Facing Bulgaria and Romania directly across the Black Sea, Georgia forms in essential respects an extension of Southeastern Europe. President Eduard Shevardnadze has pointed to this fact, illustrated by the Traceca and pipeline projects and, now, by the prospect of NATO's southeastern enlargement. Within that context the U.S., the West European allies and Turkey agree on the imperative of safeguarding Georgia's independence. The recent U.S. decision to deploy special troops on a training-and-equipping mission to Georgia underscores that goal. Turkey, providing Georgia with a reliable strategic rear to the south, is second only to the U.S. as a source of security assistance to Georgia. Clearly, NATO's presence on the western Black Sea opposite Georgia would irreversibly anchor that country to its Western partners.

Ukraine welcomed NATO's first enlargement round in 1999 which included Ukraine's western neighbors Poland and Hungary. To the Ukrainians, this meant enhancing Ukraine's own security and stability on the western flank -- in essence, an insurance policy for the future. That flank of Ukraine was already fairly safe then. It is Ukraine's southern flank that shows a relative deficit of security and stability now, owing among other things to a frozen conflict in Moldova and the unraveling of that Communist-governed country, with ripple effects on Ukraine and further a field. Ukraine, therefore, again has every reason to welcome the stabilizing effect of a NATO that would become Ukraine's neighbor in the southwest as well.

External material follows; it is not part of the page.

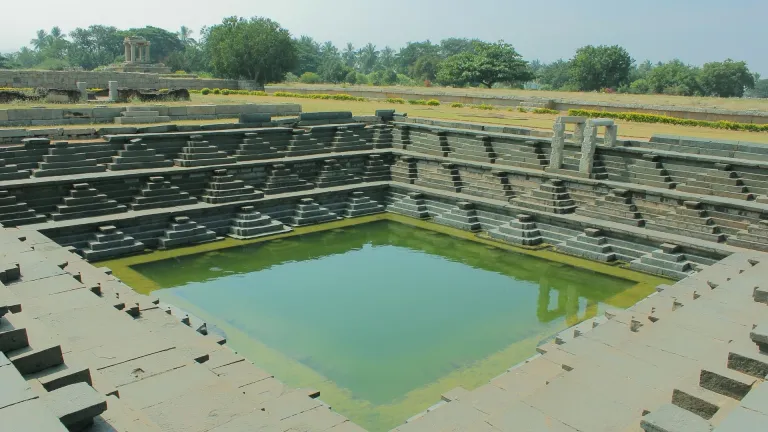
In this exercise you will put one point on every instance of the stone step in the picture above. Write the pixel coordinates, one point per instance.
(141, 120)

NATO policy makers stand before an opportunity without precedent in history to bring the Baltic-Black Sea region permanently within the Western world. The basic prerequisites already exist, and are being reinforced daily by the aspirant countries themselves, through their homework on economic and political reforms and the membership action plans.

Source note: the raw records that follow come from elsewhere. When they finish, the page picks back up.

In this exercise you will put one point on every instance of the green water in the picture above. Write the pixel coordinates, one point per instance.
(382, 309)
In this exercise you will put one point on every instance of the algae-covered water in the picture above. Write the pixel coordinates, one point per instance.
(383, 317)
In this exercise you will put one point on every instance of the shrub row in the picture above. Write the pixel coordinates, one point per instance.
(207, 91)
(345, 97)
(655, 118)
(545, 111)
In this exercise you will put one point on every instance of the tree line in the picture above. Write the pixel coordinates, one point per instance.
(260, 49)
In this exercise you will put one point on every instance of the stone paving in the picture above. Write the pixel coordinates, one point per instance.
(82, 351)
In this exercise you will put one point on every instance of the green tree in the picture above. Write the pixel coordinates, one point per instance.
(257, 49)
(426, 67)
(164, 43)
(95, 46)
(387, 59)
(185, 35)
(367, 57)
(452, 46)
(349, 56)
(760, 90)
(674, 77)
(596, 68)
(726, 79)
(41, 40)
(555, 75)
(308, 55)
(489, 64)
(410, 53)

Progress is often uneven from country to country; but each of the seven countries seeking a membership invitation this year would bring with it a net advantage to the alliance in terms of location, political resolve, allied discipline and willingness to bear their share of military burdens. This they are already demonstrating through their participation in NATO exercises and allied operations in war-torn places, from the Balkans to Afghanistan. The aspirant countries' summit will help balance NATO's enlargement agenda, bringing its Baltic and Black Sea directions in harmony with each other and with the requirements of the post-September 11th world.